New “Fake ID” exploit allows new types of malware on Android?
Malware issues and Android have been a mix of repeated controversy over the last couple of years. We do know of the existence of malware for Android, and we do know of the security risks involved, but it’s hard to remember the last time we’ve ever heard of a virus attack that’s rendered Android smartphones useless, or at risk. Malware on mobile devices is surely possible, but sadly not as popular as it was a decade ago on Windows computers, and still, new reports emerge today of a new risk to Android.

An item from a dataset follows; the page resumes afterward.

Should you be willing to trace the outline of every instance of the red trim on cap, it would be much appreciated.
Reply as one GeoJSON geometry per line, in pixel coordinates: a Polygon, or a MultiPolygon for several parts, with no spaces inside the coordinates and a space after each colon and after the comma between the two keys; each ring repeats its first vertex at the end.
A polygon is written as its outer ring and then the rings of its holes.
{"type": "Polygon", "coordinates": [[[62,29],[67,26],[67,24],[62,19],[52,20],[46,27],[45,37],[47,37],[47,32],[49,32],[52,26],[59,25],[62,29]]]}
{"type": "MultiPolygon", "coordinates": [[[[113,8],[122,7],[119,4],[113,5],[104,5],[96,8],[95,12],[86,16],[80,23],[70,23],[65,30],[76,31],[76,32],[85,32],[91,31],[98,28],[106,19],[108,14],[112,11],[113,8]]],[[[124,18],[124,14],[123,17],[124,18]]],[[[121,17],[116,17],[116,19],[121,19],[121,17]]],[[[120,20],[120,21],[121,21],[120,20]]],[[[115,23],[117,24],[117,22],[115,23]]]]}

A new “Fake ID” exploit reportedly allows fake applications or services to poise as trusted applications by faking approval credentials and the app’s cryptographic signature. The means for this service to work are a bit questionable since Fake ID can work through Adobe Flash (which is no longer supported by newer Android models), NFC contact, and other means through existing applications. The security company involved in detecting this issue also claims that even with Google’s recent security enhancements on Android 4.4 KitKat and even Android L, these devices are also at risk. These newer devices don’t have as much risk as the older ones that still run the Flash-based browser Web View, but given the fact that very few devices run the latest version of Android makes this risk much bigger.
All this being said, Android isn’t the only operating system that’s exposed to malware. Being able to jailbreak an iPhone requires an exploit, so it’s hard to call any of these risks something you should panic about. It’s always great to know about these things and be informed, but we’ll keep you posted in case there’s something to be alarmed about.